Escapada a Segovia: acueductos, castillos y cochinillo… ¡mucho cochinillo!

Luminosa, abierta y hermosa, conviene no caer en el error de pensar que por tratarse de una ciudad pequeña puedes recorrerla y conocerla en un rato. Porque más allá del cochinillo, el acueducto, la catedral y el alcázar, (todo imperdible, por supuesto), Segovia es una ciudad de plazas y miradores con vistas a la sierra, de iglesias románicas (más de 20), de una judería estupendamente conservada y llena de encanto y de una cocina que te hará renunciar a esa dieta sin sentido que te empeñaste en empezar después de las navidades.

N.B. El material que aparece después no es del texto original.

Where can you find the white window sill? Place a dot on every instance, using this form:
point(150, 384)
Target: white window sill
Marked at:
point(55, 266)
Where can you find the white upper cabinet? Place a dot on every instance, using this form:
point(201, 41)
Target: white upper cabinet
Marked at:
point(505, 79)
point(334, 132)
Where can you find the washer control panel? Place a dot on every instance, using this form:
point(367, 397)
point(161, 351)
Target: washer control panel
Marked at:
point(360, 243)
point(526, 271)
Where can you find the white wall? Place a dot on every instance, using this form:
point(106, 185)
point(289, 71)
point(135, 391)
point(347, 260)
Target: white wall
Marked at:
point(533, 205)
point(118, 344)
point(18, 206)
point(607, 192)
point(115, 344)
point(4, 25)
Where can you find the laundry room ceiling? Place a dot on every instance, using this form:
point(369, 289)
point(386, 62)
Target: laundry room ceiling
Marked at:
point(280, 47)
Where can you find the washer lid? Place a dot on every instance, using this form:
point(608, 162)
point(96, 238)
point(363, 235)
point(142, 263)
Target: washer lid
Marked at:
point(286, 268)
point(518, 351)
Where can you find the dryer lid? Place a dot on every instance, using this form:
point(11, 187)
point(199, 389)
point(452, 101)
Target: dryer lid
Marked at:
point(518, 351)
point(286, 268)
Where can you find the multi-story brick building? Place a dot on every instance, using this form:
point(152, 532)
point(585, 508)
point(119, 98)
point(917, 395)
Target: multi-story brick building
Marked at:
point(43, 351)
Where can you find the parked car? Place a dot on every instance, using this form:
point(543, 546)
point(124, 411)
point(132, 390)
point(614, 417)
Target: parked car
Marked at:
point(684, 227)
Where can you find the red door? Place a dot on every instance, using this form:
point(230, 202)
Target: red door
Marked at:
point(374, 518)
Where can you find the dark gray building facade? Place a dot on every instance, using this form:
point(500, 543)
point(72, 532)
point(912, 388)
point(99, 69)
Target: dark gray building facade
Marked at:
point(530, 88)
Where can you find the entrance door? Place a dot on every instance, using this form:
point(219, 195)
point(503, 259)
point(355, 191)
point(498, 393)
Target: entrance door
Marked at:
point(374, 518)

Una ciudad para caminar sin mapa, para saborear a lo grande y sin miedo y para recordar en qué consiste regocijarse en los auténticos placeres de la vida. Si estás buscando una escapada épica y sabrosa, Segovia es tu destino.

El Acueducto: gigante de piedra y selfies obligatorios

El Acueducto de Segovia es tan impresionante que da un poco de vértigo… y mucho orgullo histórico. Construido hace casi 2.000 años, sigue en pie sin mortero, solo con piedras encajadas como piezas de LEGO gigante. Curiosidad: tocar la primera piedra mientras pides un deseo es tradición… y si tu deseo es ‘que el cochinillo esté de rechupete’, ¡funciona casi siempre!

Alcázar: castillo de princesas y caballeros

El Alcázar de Segovia parece sacado directamente de un cuento de Disney. Subir a sus torres es un plan romántico hasta que te das cuenta de que hay escaleras tan estrechas que podrías rozarte con un dragón imaginario. Y sí, las vistas desde arriba son de esas que hacen que tu Instagram necesite una actualización urgente.

La Catedral: la gran dama

Su estilo gótico tardío te hace sentir pequeño (o, en mi caso, más bajita de lo habitual). Las vidrieras, los retablos y cada puerta tallada cuentan historias que podrían competir con cualquier serie de fantasía medieval en streaming.

Comida: cochinillo, ponche y felicidad instantánea

Segovia no es solo bonita, es un paraíso para el estómago. El cochinillo asado aquí es casi religión. Crujiente por fuera, jugoso por dentro y acompañado de pan para mojar. Y para los golosos, el ponche segoviano, dulce con bizcocho, crema y mazapán que podría causar adicción inmediata.

Paseo por el casco antiguo

Obligatorio tras la comilona, perderse por las calles empedradas del centro histórico es una de los mayores placeres para el buen viajero. Cada esquina tiene una iglesia, una plaza o un rincón curioso.

Consejo Linecar:

Para una escapada sin estrés, ir en coche de alquiler o coche compartido es lo ideal. Llegas a tu ritmo, aparcas cerca del centro y te mueves sin prisas, disfrutando de cada rincón… y asegurándote de no perder ni un minuto de cochinillo.

Segovia es historia, arquitectura, callejuelas y mucho, mucho apetito. Ideal para un día, un fin de semana… o hasta que tu cinturón diga ¡basta’.